Using a single bone to estimate the weight of an extinct animal, like we did last month, beats consulting the Psychic Hotline, but not by much. Scientists usually start with a weight-bearing bone like the femur. Unfortunately, fossil skeletons are usually incomplete and the bones fragmentary. When nothing else is available they look to tooth dimensions, jaw length, the thickness of a bone’s cortex, even the width of a joint (Scott, 1990). . . the equations are as numerous as the techniques for measuring the bones or the pieces thereof. (photo borrowed from)
In theory, femurs are simply columns supporting a TBD weight, subject to forces of tension and compression that engineers have understood for 2,000 years. Distal limb bones share the load in uncertain ways and can mislead–cranial measurements even more. Measurements directly related to the bone’s weight-bearing capacity (e.g. cross-section) promise the best results, but how do you measure something as irregular as a sloth femur? Femur length brings a much higher margin of error (Scott, 1990).
Our formula, like many others, is based on correlations derived from ungulates, for which there is a wide sample, but is that baseline relevant to ground sloths? The standard estimating error is 42%, applied to other ungulates. In other words, if our sloth were a moose, and we knew for sure ground sloths were strictly quadrupedal, didn’t have large weight-bearing tails, and their mass was distributed like the average mammal (i.e. 60% on the forefeet and 40% on hind feet, Alexander, 1985), then we could be 95% sure our sloth weighed between 453 and 5,205 pounds.
A baseline drawn from living Xenarthrans is hopeless for narrowing the estimate. We’re trying to cross a chasm of million years of separate evolution, significant disparities in habitat and life-style, and a huge size difference. . . . We might average estimates derived from other bones, but given the scarcity of fossils, the chance of finding that same combination of bones at another site is virtually nil. Comparing different animals using different bones would only increase the expected error. For all of its flaws, Greg’s methodology is still the best option. (sloth photo borrowed from)
Why bother when the potential for error is obviously so great?
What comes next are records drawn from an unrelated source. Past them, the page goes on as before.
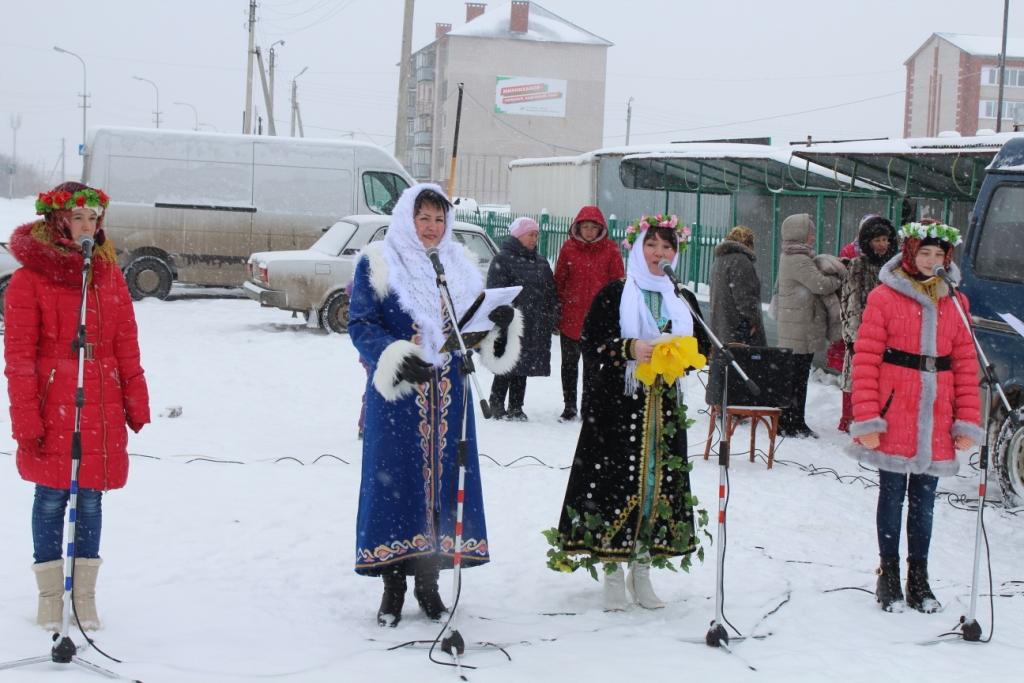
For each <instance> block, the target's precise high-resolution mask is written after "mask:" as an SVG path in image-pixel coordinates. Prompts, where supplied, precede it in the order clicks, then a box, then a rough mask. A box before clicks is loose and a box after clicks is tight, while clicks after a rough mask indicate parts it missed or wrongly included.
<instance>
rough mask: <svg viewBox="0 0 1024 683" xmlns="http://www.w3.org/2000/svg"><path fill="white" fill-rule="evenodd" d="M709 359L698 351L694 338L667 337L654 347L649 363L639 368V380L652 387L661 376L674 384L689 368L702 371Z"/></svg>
mask: <svg viewBox="0 0 1024 683" xmlns="http://www.w3.org/2000/svg"><path fill="white" fill-rule="evenodd" d="M707 365H708V358H706V357H705V356H703V354H702V353H700V352H699V351H698V350H697V340H696V338H694V337H668V336H667V337H665V338H663V339H662V340H660V341H658V342H657V343H656V344H655V345H654V352H653V353H652V354H651V357H650V361H649V362H642V364H639V365H638V366H637V379H638V380H640V381H641V382H643V383H644V384H646V385H647V386H652V385H653V384H654V381H655V380H656V379H657V376H658V375H660V376H662V378H663V379H664V380H665V383H666V384H673V383H675V381H676V380H677V379H679V378H680V377H682V376H683V374H685V372H686V370H687V369H688V368H694V369H696V370H700V369H701V368H703V367H705V366H707Z"/></svg>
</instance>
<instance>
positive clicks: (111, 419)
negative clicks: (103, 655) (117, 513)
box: [3, 182, 150, 632]
mask: <svg viewBox="0 0 1024 683" xmlns="http://www.w3.org/2000/svg"><path fill="white" fill-rule="evenodd" d="M108 202H109V200H108V198H106V195H105V194H103V191H102V190H99V189H95V188H93V187H87V186H86V185H83V184H81V183H78V182H66V183H62V184H60V185H57V186H56V187H54V188H53V189H52V190H50V191H48V193H43V194H41V195H40V196H39V199H38V200H37V201H36V212H37V213H39V214H41V215H42V216H43V218H42V219H41V220H38V221H35V222H32V223H27V224H25V225H22V226H20V227H18V228H16V229H15V230H14V232H13V234H12V236H11V239H10V251H11V253H12V254H13V255H14V257H15V258H17V260H18V261H19V262H20V263H22V267H20V268H18V269H17V270H16V271H15V272H14V274H13V275H11V279H10V285H9V286H8V288H7V297H6V301H5V309H6V312H5V315H4V318H5V324H6V330H5V333H4V340H3V342H4V359H5V361H6V367H5V368H4V374H5V375H6V376H7V393H8V394H9V396H10V417H11V431H12V433H13V436H14V438H15V440H17V472H18V474H20V475H22V478H23V479H26V480H28V481H31V482H33V483H34V484H36V492H35V501H34V502H33V505H32V538H33V547H34V556H35V564H33V565H32V568H33V570H34V571H35V574H36V582H37V584H38V586H39V609H38V612H37V615H36V621H37V623H38V624H39V626H41V627H43V628H44V629H47V630H50V631H55V632H56V631H59V630H60V628H61V626H62V612H63V595H65V570H63V559H62V551H63V548H65V543H63V542H67V545H68V547H69V548H71V547H72V545H73V544H74V550H75V553H74V554H75V562H74V574H73V577H74V585H73V588H74V590H73V596H74V598H73V604H74V607H75V613H76V615H77V617H78V622H79V623H80V624H81V626H82V628H83V629H84V630H86V631H93V630H95V629H98V628H99V626H100V624H99V617H98V616H97V614H96V601H95V589H96V573H97V571H98V570H99V564H100V559H99V537H100V527H101V526H102V509H101V498H102V495H103V492H104V490H109V489H112V488H121V487H122V486H124V485H125V482H126V480H127V478H128V433H127V431H128V430H127V428H126V427H130V428H131V430H132V431H135V432H137V431H138V430H140V429H141V428H142V426H143V425H145V424H146V423H148V422H150V398H148V391H147V389H146V384H145V377H144V376H143V373H142V366H141V364H140V359H139V350H138V337H137V332H136V328H135V313H134V310H133V308H132V301H131V296H130V295H129V293H128V286H127V285H126V284H125V279H124V275H122V274H121V268H119V267H118V261H117V253H116V252H115V251H114V245H113V243H112V242H111V241H110V240H109V239H106V237H105V236H104V233H103V212H104V210H105V208H106V205H108ZM84 237H89V238H92V239H93V240H94V244H95V249H94V250H93V252H92V260H91V266H90V270H89V275H88V285H87V291H86V297H87V311H86V316H85V349H84V357H85V360H84V366H83V389H84V395H85V401H84V404H83V405H82V410H81V424H78V425H77V424H76V422H75V416H76V395H77V384H78V382H77V380H78V370H79V359H78V358H79V353H78V352H77V351H75V350H74V346H73V342H74V340H75V339H76V336H77V332H78V321H79V314H80V313H79V311H80V309H81V301H82V268H83V266H84V254H83V251H82V247H81V246H80V244H79V240H81V239H82V238H84ZM76 427H77V428H78V431H80V432H81V461H80V467H79V470H78V477H77V479H76V483H77V485H78V499H77V505H76V509H75V513H76V516H77V520H76V529H75V531H76V532H75V538H74V539H65V538H63V518H65V509H66V507H67V505H68V501H69V499H70V492H69V489H70V486H71V483H72V482H71V469H72V441H73V436H74V433H75V432H76Z"/></svg>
Paleoecologists can draw a wide range of fundamental conclusions from an estimate of an animal’s mass including metabolic rate, food intake, foraging time, forage quality and retention time, home range size, social patterns, population density, gestation period, litter size, life span, etc. (Peters, 1983; Schmidt-Nielsen, 1984). These are especially insightful for megaherbivores (mass > 1 ton), like ground sloths, with their special challenges and opportunities (Owen-Smith, 1988).
Until we invent a time machine there’s no way of determining how accurate the 2,829 pound-estimate is for our adult. Greg’s number feels right, but its greatest value may be in comparing this specimen to other Megalonyx specimens, and not in the absolute number. The best answer to the query, “How much did it (they) weigh?” may be, “about as much as a small elephant.” Disappointingly imprecise, I know, but as clear a picture as we have . . . . Dave
Alexander, R. M. 1985. Mechanics of posture and gait of some large dinosaurs. Zoological Journal of the Linnean Society 83: 1-25.
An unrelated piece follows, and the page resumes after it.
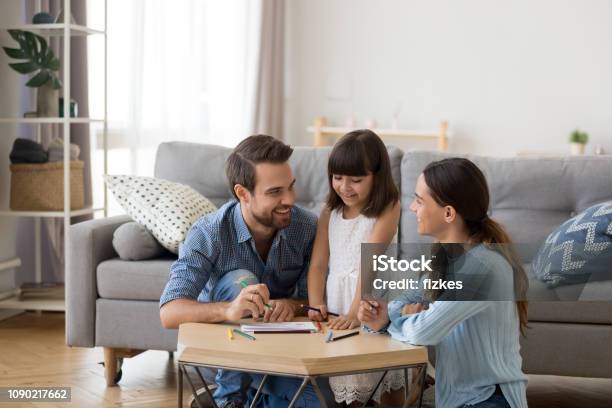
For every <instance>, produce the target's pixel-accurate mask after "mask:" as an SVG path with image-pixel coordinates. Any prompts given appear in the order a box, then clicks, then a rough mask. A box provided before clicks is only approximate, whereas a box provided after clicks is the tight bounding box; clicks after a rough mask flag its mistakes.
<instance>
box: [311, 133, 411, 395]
mask: <svg viewBox="0 0 612 408" xmlns="http://www.w3.org/2000/svg"><path fill="white" fill-rule="evenodd" d="M327 174H328V180H329V187H330V190H329V194H328V196H327V201H326V204H325V205H324V207H323V209H322V210H321V216H320V218H319V223H318V227H317V235H316V238H315V243H314V248H313V252H312V257H311V261H310V270H309V272H308V300H309V303H310V306H312V307H314V308H318V309H319V310H321V313H317V312H312V311H310V312H309V317H310V318H311V319H313V320H318V321H322V320H325V319H326V318H327V312H328V310H329V311H331V312H335V313H338V314H340V316H339V317H337V318H336V319H334V320H332V321H331V322H330V323H329V326H328V327H329V329H339V330H343V329H353V328H357V327H360V325H361V322H360V321H359V319H358V318H357V312H358V309H359V302H360V300H361V288H360V278H359V272H360V263H361V256H360V253H361V244H362V243H383V244H389V243H390V242H391V241H392V240H394V237H395V235H396V232H397V225H398V222H399V216H400V206H399V193H398V190H397V188H396V186H395V184H394V182H393V179H392V177H391V166H390V164H389V155H388V153H387V149H386V147H385V145H384V143H383V142H382V140H380V138H379V137H378V136H377V135H376V134H375V133H374V132H372V131H370V130H356V131H353V132H351V133H348V134H346V135H345V136H343V137H342V138H341V139H340V140H339V141H338V142H337V143H336V145H335V146H334V148H333V149H332V152H331V154H330V157H329V162H328V167H327ZM328 268H329V274H328ZM326 275H327V284H326ZM381 376H382V373H369V374H358V375H349V376H342V377H331V378H330V379H329V382H330V386H331V389H332V391H333V392H334V396H335V399H336V401H337V402H344V403H346V404H347V405H350V404H355V405H363V404H364V403H367V402H368V401H367V400H368V398H369V396H370V394H371V393H372V392H373V391H374V388H375V387H376V384H378V381H379V380H380V377H381ZM403 386H404V376H403V373H402V371H391V372H389V373H388V374H387V375H386V376H385V379H384V381H383V383H382V384H381V385H380V386H379V387H378V389H377V392H376V394H375V395H374V397H373V398H374V400H375V401H377V402H381V395H382V394H386V395H384V398H383V401H382V402H383V403H384V404H386V405H388V404H393V405H397V404H401V398H402V396H403V390H402V388H403ZM390 391H391V392H390ZM392 391H395V392H392ZM398 401H399V402H398Z"/></svg>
Owen-Smith, R. N. 1988. Megaherbivores: The influence of very large body size on ecology. Cambridge University Press, Cambridge.
Peters, R.H. 1983. The ecological implications of body size. Cambridge University Press, Cambridge.
Scott, K. 1990. Postcranial dimensions of ungulates as predictors of body mass. In Body Size in Mammalian Paleobiology: Estimation and Biological Implications. J. Damuth and B.J. McFadden (eds.). Cambridge University Press, Cambridge.
Schmidt-Nielsen, K. 1984. Scaling: Why is animal size so important. Cambridge University Press, Cambridge.